SpatiaLite and Python

shortly telling my first-hand experience

2011 January 10
Quick intro: I recently posted a short story telling my experiences about SpatiaLite and Java (Xerial JDBC connector).
Conforming to a politically correct equal opportunities approach I'll now tell you the same story yet again: this time using Python and the pyspatialite connector.

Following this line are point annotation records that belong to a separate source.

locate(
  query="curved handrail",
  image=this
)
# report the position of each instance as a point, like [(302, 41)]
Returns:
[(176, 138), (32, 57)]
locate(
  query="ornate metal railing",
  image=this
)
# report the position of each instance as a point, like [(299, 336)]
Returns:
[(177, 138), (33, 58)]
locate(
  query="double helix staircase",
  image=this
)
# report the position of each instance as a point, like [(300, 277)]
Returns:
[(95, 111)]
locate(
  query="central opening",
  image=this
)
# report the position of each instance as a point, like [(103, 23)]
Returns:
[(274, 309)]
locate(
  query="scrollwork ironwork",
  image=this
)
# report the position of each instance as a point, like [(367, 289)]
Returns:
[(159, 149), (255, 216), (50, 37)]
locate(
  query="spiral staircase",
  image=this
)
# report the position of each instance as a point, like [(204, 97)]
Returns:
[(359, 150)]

Python too is widespread: lots of developers use Python as their main development language.
That's not all: the very popular QGIS [the most commonly used open source desktop GIS] strongly supports Python integration: lots of QGIS plugins are written in Python.
And I recently noticed an increasing number of posts on the SpatiaLite User Group mailing list [http://groups.google.com/group/spatialite-users] about obscure issues and conflicts related to QGIS Python plugins.
So I'm quite sure that an up-to-data review about this topic surely is welcome for any people interested in both SpatiaLite and QGIS.

Test environment


Linux Debian:
just to be sure to check an up-to-date state-of-the-art I've actually used Debian Squeeze (32 bit). So I'm actually sure that all required packages are reasonably using the most recent version.

Python:
python-2.6.6 was already installed on my testbed system, so I was immediately ready to start my test.

pyspatialite connector:
the connector source is available for download at: http://code.google.com/p/pyspatialite/
I've actually downloaded the latest supported version: http://pyspatialite.googlecode.com/files/pyspatialite-2.6.1.tar.gz
In order to build and install the pyspatialite connector I used the canonical Python scripts:

$ python setup.py build
... verbose output follows [suppressed] ...
$ su
# python setup.py install

Very important notice: I soon discovered that simply using the standard build script wasn't enough: this way I got an obsolete SpatiaLite v.2.3.1 and that's not at all a good thing.

Caveat

The most recent QGIS versions (1.6 / 1.7 trunk) are actually using SpatiaLite v.2.4.0 so any Python plugin using the previous v.2.3.1 can easily cause conflicts due to version incompatilibiles.
And this fully accounts for any issue noticed by QGIS users.

Patching setup.py


I quickly discovered that supporting the most recent SpatiaLite v.2.4.0-RC4 was actually a piece of cake: I simply had to change two lines in the setup.py script (line 87 and followings).

def get_amalgamation():
    """Download the Spatialite amalgamation if it isn't there, already."""
    if os.path.exists(AMALGAMATION_ROOT):
        return
    os.mkdir(AMALGAMATION_ROOT)
    print "Downloading amalgation."

    # find out what's current amalgamation ZIP file
    download_page = urllib.urlopen("http://www.gaia-gis.it/spatialite-2.4.0-4/sources.html").read()
    pattern = re.compile("(libspatialite-amalgamation.*?\.zip)")
    download_file = pattern.findall(download_page)[0]
    amalgamation_url = "http://www.gaia-gis.it/spatialite-2.4.0-4/"+ download_file
    zip_dir = string.replace(download_file,'.zip','')
    # and download it
    urllib.urlretrieve(amalgamation_url, "tmp.zip")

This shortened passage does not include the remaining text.